If you are not familiar with a term on this book, you can always Google it or you can check the Glossary section of this book.
This book will try to explain everything in the simplest terms. If you have a question, you can always use Google before complaining. If that still does not help you, e-mail me or ask your mentors about it.
In this book, you will see many exercises containing code. If you really want to learn to code, do not copy-and-paste. Type the code by yourself, manually. If you copy-and-paste these exercises, you will learn nothing from them. The point of these exercises is to train your hands and brain to code.
The one skill that separates bad programmers from good programmers is attention to detail. In fact, it's what separates the good from the bad in any profession. You must pay attention to the tiniest details of your work or you will miss important elements of what you create. In programming, this is how you end up with bugs and difficult-to-use systems.
By going through this book, and copying each example exactly. You will be training your brain to focus on the details of what you are doing, as you are doing it. (Shaw)
This book is distributed in the hope that it will be useful, but without any warranty.
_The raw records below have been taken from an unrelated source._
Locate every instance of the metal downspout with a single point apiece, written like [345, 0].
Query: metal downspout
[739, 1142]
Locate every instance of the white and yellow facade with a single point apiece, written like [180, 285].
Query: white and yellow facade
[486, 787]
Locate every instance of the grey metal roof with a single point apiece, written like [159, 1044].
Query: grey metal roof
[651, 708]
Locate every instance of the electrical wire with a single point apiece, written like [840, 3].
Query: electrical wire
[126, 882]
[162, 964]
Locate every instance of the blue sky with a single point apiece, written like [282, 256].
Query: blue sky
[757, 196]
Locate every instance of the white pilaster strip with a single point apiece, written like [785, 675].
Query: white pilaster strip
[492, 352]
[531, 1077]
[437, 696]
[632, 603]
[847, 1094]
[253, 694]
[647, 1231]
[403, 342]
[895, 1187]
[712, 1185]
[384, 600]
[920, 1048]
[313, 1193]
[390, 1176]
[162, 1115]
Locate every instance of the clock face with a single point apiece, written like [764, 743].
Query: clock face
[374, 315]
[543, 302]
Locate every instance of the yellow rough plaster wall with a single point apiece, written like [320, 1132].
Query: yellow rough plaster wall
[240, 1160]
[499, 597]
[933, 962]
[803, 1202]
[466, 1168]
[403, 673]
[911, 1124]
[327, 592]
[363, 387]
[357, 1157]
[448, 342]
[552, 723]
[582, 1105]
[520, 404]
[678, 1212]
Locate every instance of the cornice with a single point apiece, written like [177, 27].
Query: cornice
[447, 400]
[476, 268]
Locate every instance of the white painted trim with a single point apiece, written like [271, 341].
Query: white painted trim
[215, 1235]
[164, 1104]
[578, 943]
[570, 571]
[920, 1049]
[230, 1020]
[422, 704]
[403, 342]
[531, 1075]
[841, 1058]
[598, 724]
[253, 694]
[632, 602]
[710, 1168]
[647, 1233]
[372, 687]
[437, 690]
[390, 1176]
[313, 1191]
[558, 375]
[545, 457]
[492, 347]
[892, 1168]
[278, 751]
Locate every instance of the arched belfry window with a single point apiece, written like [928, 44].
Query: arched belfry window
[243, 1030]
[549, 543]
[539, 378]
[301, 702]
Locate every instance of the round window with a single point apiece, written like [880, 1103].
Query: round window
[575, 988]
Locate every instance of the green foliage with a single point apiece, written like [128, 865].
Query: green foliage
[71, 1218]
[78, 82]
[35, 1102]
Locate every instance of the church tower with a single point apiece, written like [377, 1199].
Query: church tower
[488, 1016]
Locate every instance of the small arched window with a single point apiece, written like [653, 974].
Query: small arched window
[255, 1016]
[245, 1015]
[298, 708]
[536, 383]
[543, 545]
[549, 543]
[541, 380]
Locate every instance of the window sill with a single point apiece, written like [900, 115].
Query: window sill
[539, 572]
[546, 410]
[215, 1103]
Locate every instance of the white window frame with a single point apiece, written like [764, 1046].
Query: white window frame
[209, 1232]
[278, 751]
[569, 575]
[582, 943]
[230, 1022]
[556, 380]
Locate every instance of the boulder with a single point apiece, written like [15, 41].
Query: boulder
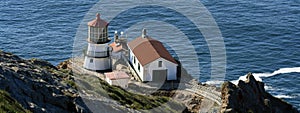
[250, 97]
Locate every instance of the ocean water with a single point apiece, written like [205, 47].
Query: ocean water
[262, 37]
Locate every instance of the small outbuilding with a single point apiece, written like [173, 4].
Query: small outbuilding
[117, 78]
[151, 60]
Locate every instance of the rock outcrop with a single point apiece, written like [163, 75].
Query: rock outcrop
[250, 97]
[38, 86]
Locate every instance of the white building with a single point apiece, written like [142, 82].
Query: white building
[117, 78]
[97, 56]
[151, 60]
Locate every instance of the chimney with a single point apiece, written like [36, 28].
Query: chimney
[116, 37]
[144, 33]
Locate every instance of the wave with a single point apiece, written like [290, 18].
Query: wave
[283, 96]
[259, 76]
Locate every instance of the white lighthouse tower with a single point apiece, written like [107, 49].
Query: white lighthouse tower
[97, 56]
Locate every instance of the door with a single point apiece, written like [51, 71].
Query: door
[159, 76]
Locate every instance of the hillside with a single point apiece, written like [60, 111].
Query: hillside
[8, 104]
[39, 86]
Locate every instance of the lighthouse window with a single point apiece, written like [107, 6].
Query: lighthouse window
[139, 67]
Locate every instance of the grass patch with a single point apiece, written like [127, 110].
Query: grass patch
[132, 100]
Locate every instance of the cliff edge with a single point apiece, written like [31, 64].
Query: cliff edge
[250, 97]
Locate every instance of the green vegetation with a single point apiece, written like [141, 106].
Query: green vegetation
[10, 105]
[132, 100]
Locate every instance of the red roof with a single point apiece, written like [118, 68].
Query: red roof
[98, 22]
[116, 75]
[147, 50]
[116, 48]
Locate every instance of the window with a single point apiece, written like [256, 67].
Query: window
[139, 67]
[159, 63]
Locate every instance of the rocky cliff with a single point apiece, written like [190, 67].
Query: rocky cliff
[38, 86]
[250, 97]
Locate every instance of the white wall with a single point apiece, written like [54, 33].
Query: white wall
[135, 65]
[97, 47]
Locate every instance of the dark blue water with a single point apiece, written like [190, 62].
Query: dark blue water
[260, 37]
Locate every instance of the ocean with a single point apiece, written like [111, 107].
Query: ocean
[262, 37]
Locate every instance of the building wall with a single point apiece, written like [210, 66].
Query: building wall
[135, 65]
[170, 66]
[108, 81]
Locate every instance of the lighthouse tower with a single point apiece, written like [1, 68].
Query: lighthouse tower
[97, 56]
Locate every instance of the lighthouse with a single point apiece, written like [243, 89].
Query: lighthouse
[97, 56]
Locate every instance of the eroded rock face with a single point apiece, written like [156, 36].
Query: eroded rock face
[250, 97]
[36, 85]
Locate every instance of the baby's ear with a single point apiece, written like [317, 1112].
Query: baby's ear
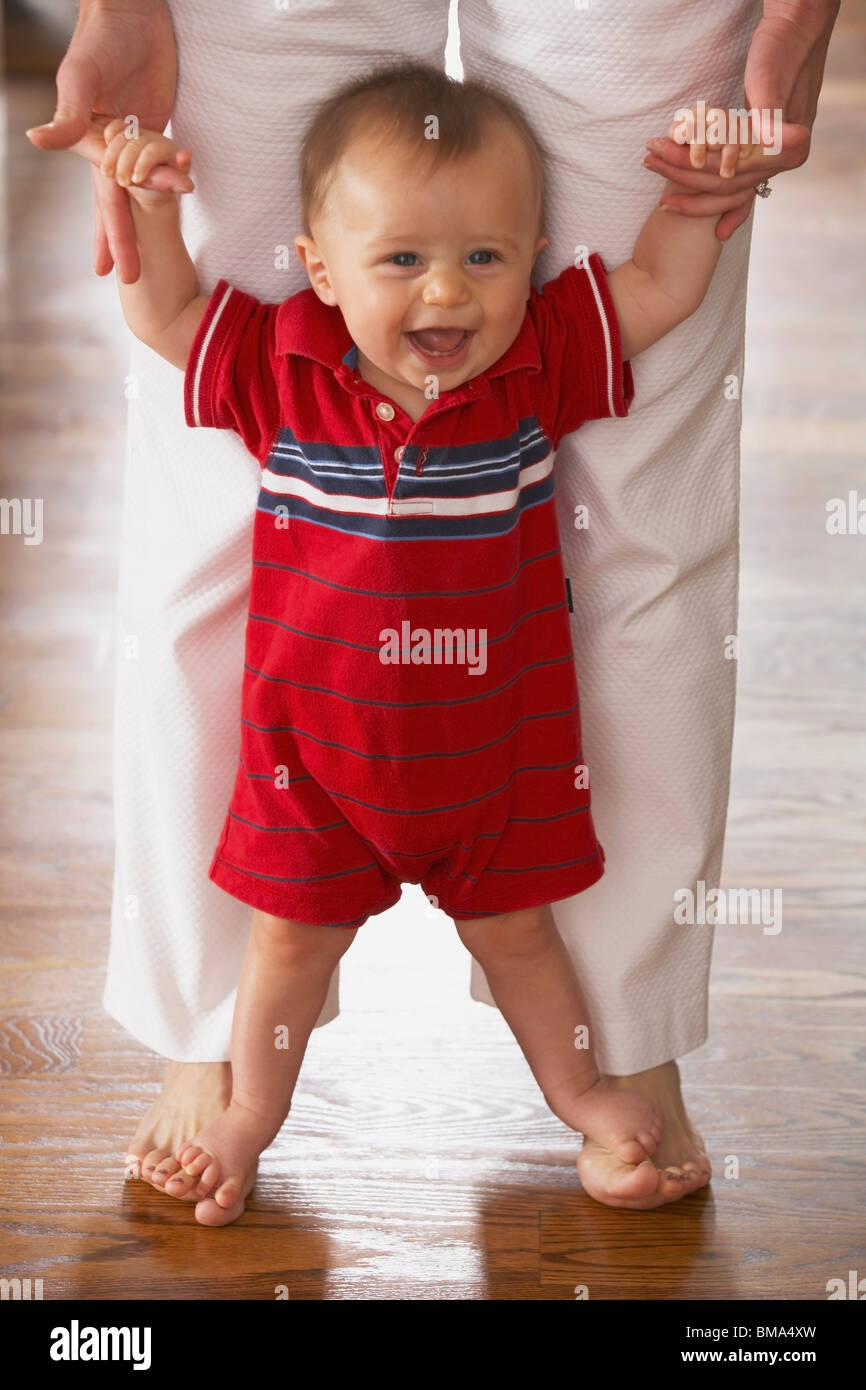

If your robot explodes or becomes the boot loader of Skynet, its not my fault, its yours and yours only.
You are responsible if your robot ends like this
While the probability of exploding your robot or creating the next Terminator is highly unlikely. Be very careful when writing and testing your code. You never know when something will fail or when your robot will start acting “crazy” due to a bad circuit or a bug in the code.
Use common sense; do not enable the robot when somebody is working with it. Warn your team when you enable it and disable as soon as you finished using it. If something goes wrong, immediately press the <SPACE> key in your keyboard to stop the robot.